Sergio Marchionne has heard the comments. He knows there are plenty of people who have written off Chrysler. He knows there are scores of reporters who take the lack of auto show press conferences as a sign the company is dead in the water. He also knows Chrysler can no longer afford to make big promises it can't keep.
"Threatening to deliver success is not success," Marchionne told me during a one hour conversation with a handful of reporters attending the Detroit Auto Show. He added, "We're beginning the process of earning the right to compete."
Chrysler has not been competitive.
In fact, it was so close to shutting down last spring, some in the Obama White House wanted to pull the plug.
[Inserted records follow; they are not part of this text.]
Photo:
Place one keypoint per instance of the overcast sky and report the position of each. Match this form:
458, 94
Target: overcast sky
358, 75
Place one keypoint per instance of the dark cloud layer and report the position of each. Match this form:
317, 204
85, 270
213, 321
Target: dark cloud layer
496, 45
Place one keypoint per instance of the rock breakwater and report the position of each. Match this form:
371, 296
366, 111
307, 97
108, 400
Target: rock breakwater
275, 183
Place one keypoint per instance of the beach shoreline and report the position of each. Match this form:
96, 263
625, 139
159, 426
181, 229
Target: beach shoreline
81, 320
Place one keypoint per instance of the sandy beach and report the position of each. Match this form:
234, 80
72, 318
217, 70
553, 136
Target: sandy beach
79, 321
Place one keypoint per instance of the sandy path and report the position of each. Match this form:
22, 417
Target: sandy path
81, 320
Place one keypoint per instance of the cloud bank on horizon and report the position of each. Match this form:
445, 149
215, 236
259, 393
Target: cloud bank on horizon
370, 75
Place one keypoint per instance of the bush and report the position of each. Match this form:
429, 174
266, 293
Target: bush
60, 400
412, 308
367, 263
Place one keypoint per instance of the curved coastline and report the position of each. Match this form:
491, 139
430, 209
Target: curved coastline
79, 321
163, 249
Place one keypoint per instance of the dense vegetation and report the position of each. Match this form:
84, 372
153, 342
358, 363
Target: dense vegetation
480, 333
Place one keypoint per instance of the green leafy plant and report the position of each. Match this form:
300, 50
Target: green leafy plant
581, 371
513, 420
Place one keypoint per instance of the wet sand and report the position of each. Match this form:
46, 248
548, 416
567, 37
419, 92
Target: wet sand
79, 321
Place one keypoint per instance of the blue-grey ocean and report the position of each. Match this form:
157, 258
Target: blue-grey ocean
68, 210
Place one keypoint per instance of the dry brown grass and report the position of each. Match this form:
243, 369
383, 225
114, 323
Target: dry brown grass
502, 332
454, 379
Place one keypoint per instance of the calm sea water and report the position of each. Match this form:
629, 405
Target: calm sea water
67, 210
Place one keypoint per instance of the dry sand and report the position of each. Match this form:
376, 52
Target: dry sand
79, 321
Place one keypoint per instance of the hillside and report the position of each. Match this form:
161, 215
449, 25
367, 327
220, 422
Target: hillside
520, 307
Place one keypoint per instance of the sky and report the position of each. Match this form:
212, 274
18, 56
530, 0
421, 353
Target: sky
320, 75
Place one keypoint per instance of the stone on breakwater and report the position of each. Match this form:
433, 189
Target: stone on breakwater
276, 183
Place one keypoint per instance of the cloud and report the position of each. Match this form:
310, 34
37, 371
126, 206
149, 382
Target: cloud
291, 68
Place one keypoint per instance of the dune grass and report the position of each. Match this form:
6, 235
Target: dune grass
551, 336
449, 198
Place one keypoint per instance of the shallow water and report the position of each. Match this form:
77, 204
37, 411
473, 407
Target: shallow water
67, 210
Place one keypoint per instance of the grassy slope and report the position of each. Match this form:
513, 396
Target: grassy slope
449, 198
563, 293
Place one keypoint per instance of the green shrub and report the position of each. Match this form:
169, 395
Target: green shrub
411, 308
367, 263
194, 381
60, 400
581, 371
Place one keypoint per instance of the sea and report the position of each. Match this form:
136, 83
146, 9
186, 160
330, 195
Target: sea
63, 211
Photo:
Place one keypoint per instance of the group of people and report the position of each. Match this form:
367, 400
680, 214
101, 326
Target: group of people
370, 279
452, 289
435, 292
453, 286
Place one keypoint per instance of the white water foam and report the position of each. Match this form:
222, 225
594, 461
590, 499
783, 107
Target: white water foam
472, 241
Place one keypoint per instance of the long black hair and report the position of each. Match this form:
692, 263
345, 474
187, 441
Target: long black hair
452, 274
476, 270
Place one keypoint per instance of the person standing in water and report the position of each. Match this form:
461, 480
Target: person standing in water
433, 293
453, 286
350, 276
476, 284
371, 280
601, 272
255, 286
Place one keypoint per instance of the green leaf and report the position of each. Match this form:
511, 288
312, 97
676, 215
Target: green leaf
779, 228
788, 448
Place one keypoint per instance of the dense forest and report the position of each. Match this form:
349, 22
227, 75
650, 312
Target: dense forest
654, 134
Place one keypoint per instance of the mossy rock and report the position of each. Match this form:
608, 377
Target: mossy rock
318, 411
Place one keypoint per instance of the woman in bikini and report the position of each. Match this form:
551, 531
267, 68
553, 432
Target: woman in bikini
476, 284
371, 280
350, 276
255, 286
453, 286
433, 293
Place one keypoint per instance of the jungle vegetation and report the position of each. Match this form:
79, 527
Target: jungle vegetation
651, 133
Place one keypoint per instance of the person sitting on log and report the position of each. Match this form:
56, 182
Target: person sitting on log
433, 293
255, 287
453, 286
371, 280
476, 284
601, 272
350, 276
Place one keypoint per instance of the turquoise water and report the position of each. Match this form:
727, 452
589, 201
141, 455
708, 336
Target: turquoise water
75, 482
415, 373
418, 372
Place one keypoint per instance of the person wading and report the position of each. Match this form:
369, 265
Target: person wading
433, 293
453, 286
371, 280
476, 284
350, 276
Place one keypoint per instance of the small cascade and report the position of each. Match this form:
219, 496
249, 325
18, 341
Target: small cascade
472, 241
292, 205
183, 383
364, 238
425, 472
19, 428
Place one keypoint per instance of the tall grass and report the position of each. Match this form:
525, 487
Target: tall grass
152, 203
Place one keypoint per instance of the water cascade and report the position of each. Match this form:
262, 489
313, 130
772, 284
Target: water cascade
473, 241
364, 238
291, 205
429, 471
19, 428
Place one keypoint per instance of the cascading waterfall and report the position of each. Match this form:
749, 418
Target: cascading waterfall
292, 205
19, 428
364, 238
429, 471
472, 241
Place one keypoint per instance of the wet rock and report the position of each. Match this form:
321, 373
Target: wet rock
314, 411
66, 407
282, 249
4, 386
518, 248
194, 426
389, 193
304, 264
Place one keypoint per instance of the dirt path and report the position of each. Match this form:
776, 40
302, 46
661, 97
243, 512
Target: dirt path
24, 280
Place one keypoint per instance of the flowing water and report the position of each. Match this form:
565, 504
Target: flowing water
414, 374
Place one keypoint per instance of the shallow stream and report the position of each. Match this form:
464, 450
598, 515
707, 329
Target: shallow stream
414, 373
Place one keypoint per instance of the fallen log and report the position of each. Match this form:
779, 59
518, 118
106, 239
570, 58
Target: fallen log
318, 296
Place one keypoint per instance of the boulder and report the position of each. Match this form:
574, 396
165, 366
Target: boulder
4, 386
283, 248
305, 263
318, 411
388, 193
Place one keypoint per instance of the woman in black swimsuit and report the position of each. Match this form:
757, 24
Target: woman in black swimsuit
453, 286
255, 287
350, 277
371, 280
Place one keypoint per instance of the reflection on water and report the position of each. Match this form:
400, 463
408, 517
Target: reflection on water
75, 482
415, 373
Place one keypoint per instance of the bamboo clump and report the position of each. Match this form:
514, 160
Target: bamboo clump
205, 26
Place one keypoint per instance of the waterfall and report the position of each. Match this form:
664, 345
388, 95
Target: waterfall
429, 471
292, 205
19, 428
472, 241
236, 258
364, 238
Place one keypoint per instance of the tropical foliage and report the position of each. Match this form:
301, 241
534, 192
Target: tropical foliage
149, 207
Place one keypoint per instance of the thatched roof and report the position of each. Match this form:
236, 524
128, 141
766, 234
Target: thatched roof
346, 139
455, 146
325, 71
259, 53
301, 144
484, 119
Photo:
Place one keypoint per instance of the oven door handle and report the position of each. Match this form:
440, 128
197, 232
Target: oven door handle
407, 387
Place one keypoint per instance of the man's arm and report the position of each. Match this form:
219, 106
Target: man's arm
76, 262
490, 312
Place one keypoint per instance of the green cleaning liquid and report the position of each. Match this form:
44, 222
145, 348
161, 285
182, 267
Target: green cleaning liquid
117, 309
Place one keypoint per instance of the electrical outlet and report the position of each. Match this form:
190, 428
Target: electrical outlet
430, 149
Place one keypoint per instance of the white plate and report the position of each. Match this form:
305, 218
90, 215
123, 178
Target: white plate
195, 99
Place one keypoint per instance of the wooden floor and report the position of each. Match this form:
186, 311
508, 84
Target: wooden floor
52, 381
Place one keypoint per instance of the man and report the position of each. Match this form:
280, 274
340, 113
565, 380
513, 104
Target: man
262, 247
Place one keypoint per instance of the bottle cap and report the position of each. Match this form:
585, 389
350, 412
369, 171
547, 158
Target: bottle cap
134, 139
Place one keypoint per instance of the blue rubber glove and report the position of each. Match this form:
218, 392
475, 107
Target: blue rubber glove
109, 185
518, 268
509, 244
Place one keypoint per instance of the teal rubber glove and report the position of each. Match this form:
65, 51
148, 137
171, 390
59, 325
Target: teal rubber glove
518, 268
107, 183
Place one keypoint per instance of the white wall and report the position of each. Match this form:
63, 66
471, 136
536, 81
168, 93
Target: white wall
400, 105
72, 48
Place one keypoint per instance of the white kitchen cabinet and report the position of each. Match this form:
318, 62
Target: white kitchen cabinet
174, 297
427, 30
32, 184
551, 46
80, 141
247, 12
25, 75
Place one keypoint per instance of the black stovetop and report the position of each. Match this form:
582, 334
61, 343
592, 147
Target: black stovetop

Instead, they threw out a lifeline and sold it during bankruptcy to Fiat. Looking back, you could argue Marchionne overpaid for a bucket of bolts. Chrysler's product pipeline was so dry; people inside the company would snicker when you brought up the topic of future models.
No wonder Chrysler sales plunged 35% last year and it's market share dropped to 8.9%. Marchionne has old products that are tough to move, especially with Americans who have heard nothing good about Chrysler in 3 or 4 years. "We do have a credibility issue. We know that," says Marchionne.
Which brings up why the CEO is saying little, and showing even less at this years auto show. Marchionne is of the belief his company should reveal new models close to when those models roll into showrooms. So when the new Jeep Grand Cherokee is shown in the second quarter it will be just a few months before it rolls into showrooms. Marchionne says, "We're not that far away from showing our product line-up."
And what about those in Detroit who want the charismatic Italian to be the next Lee Iacocca? At least in terms of style, Marchionne isn't buying it, saying, "I'm not Lee. You've got to know who you are when you wake up in the morning."